Alanya Kalesi’nin denizden ve karadan erişiminin zorluğu, tarih boyunca önemini korumasını sağlamıştır. Selçuklu Dönemi’nin ihtişamını gözler önüne seren kalenin, surlarının uzunluğu 6,5 km’dir. 83 kulesi ve 140 burcu vardır. Orta Çağ’da, kentin su gereksinimi karşılamak için surların içine yerleştirilen 1200’e yakın sarnıcın bir kısmı, günümüzde de kullanılmaktadır. İçkale’deki başlıca eserler, batı dışındaki diğer cephelerde, kale duvarlarının içine dayandırılarak inşa edilmiştir.
Akdeniz kıyısında yükselen ve Anadolu’nun tarihini özetleyen emsalsiz bir simge olarak, zamana meydan okuyan Alanya Kalesi’nde, bugün de yaşam tüm canlılığıyla devam etmektedir. Geleneksel Alanya Evleri’nin yer aldığı sokaklarda, evlerin önünde kurulan tahta tezgahlarda, ipek ve pamuklu dokumalar yapılmaktadır. Atölyelerde, yöreye özgü bir el sanatı olan su kabakları yapılıp satılmaktadır. Küçük bahçelerin içindeki restoranlarda, otantik yemekler servis edilmektedir.

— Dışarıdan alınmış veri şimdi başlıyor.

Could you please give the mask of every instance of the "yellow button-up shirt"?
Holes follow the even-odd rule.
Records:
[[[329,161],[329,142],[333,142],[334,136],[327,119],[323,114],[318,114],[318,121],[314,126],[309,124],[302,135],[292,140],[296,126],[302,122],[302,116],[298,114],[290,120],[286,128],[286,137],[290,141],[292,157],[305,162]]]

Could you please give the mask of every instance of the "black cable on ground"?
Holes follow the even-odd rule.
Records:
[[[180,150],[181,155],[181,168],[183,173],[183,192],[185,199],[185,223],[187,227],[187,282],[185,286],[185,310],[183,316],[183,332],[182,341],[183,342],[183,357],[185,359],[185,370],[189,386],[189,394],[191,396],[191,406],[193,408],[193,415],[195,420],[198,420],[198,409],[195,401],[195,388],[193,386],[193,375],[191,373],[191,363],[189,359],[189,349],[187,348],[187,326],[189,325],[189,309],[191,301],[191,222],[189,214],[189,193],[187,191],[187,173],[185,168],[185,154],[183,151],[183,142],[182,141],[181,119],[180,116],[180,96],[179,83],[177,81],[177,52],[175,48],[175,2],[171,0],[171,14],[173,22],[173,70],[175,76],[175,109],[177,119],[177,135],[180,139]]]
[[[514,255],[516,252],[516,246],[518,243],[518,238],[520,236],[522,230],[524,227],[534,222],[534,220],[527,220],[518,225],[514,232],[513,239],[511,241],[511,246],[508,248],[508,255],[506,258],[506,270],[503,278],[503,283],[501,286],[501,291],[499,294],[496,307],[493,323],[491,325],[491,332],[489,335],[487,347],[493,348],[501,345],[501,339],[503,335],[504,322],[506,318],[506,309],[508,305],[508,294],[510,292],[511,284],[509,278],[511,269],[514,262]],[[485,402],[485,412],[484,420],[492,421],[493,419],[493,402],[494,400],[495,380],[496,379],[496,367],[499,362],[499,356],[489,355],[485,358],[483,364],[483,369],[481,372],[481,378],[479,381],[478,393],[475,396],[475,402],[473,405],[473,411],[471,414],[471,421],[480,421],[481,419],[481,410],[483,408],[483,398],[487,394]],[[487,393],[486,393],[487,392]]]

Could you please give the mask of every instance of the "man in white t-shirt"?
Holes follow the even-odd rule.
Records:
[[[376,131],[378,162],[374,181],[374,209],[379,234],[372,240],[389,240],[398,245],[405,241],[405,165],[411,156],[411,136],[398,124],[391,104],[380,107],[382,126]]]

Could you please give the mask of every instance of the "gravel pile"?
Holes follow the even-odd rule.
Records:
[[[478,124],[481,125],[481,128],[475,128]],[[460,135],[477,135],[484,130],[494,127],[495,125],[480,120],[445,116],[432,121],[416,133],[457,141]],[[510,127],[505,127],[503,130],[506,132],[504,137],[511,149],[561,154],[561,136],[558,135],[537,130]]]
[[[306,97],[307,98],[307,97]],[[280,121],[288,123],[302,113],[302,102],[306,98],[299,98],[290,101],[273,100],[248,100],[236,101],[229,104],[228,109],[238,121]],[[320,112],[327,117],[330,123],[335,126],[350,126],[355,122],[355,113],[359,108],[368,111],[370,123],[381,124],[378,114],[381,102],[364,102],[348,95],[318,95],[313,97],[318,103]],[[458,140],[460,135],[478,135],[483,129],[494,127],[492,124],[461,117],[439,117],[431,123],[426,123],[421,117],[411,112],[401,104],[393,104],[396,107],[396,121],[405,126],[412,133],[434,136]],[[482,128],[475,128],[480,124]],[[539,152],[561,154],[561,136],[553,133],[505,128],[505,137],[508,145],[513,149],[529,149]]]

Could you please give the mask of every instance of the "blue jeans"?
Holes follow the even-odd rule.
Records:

Taşıt trafiğine açık olan kaleye, yürüyerek yaklaşık 1 saatte çıkılabilir. Alanya Teleferik’i kullanarak da muhteşem manzaralar eşliğinde tepeye çıkabilirsiniz. İlçeyi ziyaretinizde, ilk gidilecek mekanlardan biri olan kale, Alanya’yı tüm görkemiyle, ayaklarınızın altına sermektedir.